With just a few more attributes a record quickly becomes more exceptional. The researchers’ statistical model quantifies the likelihood that a re-identification attempt would be successful, even with a “heavily incomplete” dataset.

For example, according to an online tool that demonstrates the work, with just my gender, marital status, date of birth and post code, I have an 86 per cent chance of being correctly identified in any anonymised dataset.

“This is pretty standard information for companies to ask for,” said lead author Dr Yves-Alexandre de Montjoye.

In the paper – Estimating the success of re-identifications in incomplete datasets using generative models, published in Nature Communications – 99.98 per cent of Americans were correctly re-identified in any available anonymised dataset by using just 15 characteristics, including age, gender, and marital status.
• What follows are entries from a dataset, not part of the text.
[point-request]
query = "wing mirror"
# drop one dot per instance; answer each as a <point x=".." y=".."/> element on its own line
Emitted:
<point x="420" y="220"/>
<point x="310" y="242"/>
Validated on 210 datasets from demographic and survey data, the researchers claim that their technique – which uses Gaussian copulas to model uniqueness – shows “that even extremely small sampling fractions are not sufficient to prevent re-identification and protect your data”.

“Contrary to popular belief, sampling a dataset does not provide plausible deniability and does not effectively protecting people's privacy,” de Montjoye added.

Mundane facts, taken together

Traded and shared datasets often contain many attributes. For example, data broker Experian sold Alteryx access to an anonymised dataset containing 248 attributes per household for 120 million Americans.

“While there might be a lot of people who are in their thirties, male, and living in New York City, far fewer of them were also born on January 5, are driving a red sports car, and live with two kids, both girls and one dog. There is probably one and only one,” said co-author Dr Luc Rocher.

There are few protections from such reidentification attempts – although the Australian federal government has previously considered criminalising the re-identification of Commonwealth datasets released as part of its open data program.

Sampling anonymised data means it is no longer subject to data protection regulations – like the EU’s General Data Protection Regulation (GDPR) and California’s Consumer Privacy Act (CCPA) – meaning it can be it can be freely used and sold to third parties like advertising companies and data brokers.

In its De-identification Guide from last year, the Office of the Australian Information Commissioner states that sampling creates “uncertainty that any particular person is even included in the dataset”. 

“Companies and governments downplay the risk of re-identification by arguing that the datasets they sell are always incomplete. Our findings show this might not help,” said de Montjoye.

There are many examples of supposedly anonymous datasets being released and later re-identified.

In 2016, journalists re-identified public figures in an anonymised browsing history dataset of 3 million German citizens they acquired for free from a data broker, allowing them to discover a judge’s porn preferences and the medication used by a MP.

The same year, Melbourne University researchers were able to decrypt individual service provider ID numbers in 10 per cent sample of medical billing records released by the Australian Department of Health. This provided a potential route for Medicare service providers in the dataset to be identified.

A year later, the same researchers showed how patients could also be reidentified by linking unencrypted parts of the record with known information about the individual.

“A few mundane facts taken together often suffice to isolate an individual,” Culnane et al noted.

The Imperial College and UCLouvain researchers have called for tighter rules around anonymised data sharing.

“The goal of anonymisation is to help use data to benefit society. This is extremely important but should not and does not have to happen at the expense of people’s privacy,” said co-author Professor Julien Hendrickx.

“It is essential for anonymisation standards to be robust and account for new threats like the one demonstrated in this paper,” he added.